By The Nation
Pattarasak Wannasaeng, who presided the National Legislative Assembly (NLA) committee vetting the bill draft, explained that the bill would not apply to cases that had ended, especially those in which defendants had fled the country and were beyond the statue of limitations.
“Any law must not be interpreted in a way damaging defendants,” Pattarasak said.
Highly debated about this critical point of the bill is one finalised case concerning ex-premier Thaksin Shinawatra, who has lived in self-exile since the 2006 coup. However, he still has some more cases which were put on hold, and lawmakers have interpreted that these may be subject to legal proceedings under this new bill.
The junta-appointed NLA approved the bill draft amid heavy skepticism that it would be used as another legal tool against Thaksin.
The bill draft enables trials in absentia against defendants. The secretary-general of the Office of the Judiciary Athikon Intuputi disagreed with this point during the NLA deliberating session.
But Pattarasak insisted that the court would have to adhere to the law once it is enacted.
He said that if the court or defendants viewed that the bill’s stipulation on prescription might go against the charter, they could propose the matter for the Constitutional Court’s consideration.

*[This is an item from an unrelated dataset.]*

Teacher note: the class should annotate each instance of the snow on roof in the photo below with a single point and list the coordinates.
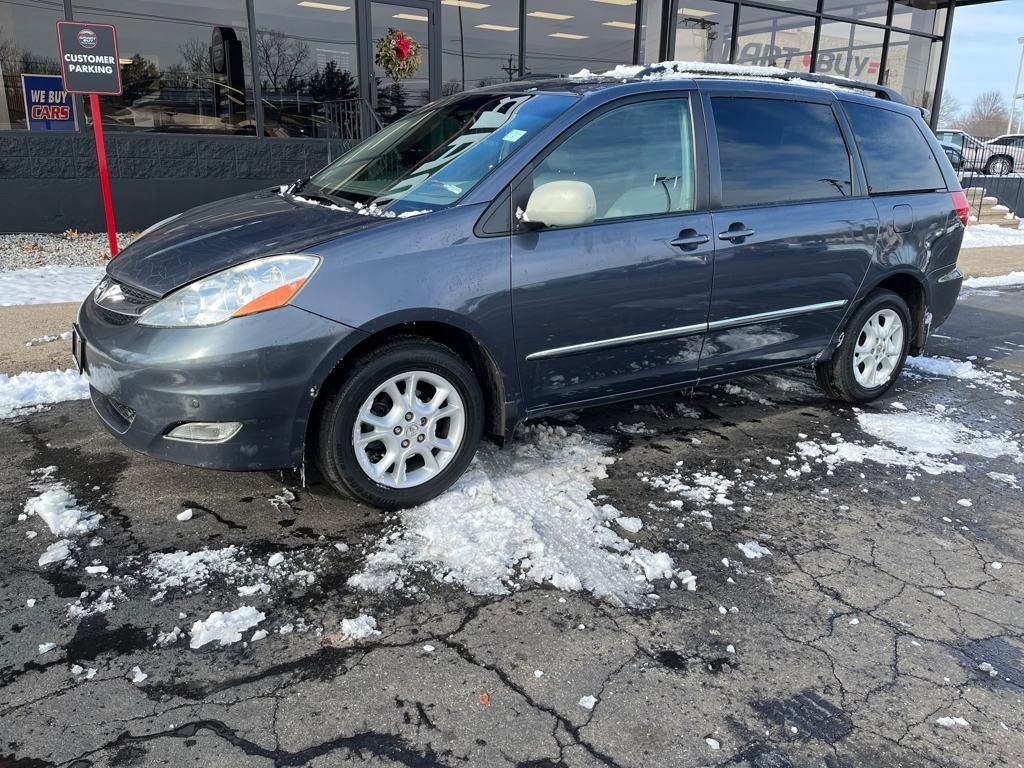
(692, 70)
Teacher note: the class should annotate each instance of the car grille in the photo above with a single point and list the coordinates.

The general public could also make a petition to ask the Ombudsman to take the matter to the Constitutional Court, he added.
“The trials in absentia will be proceeded exceptionally,” the NLA member said “There must be attempts to proceed with the cases conventionally and with the defendants’ presence before such trials are carried out. Defendants will have abundant opportunities to fight their cases. I can say that this sort of trial is fair enough.”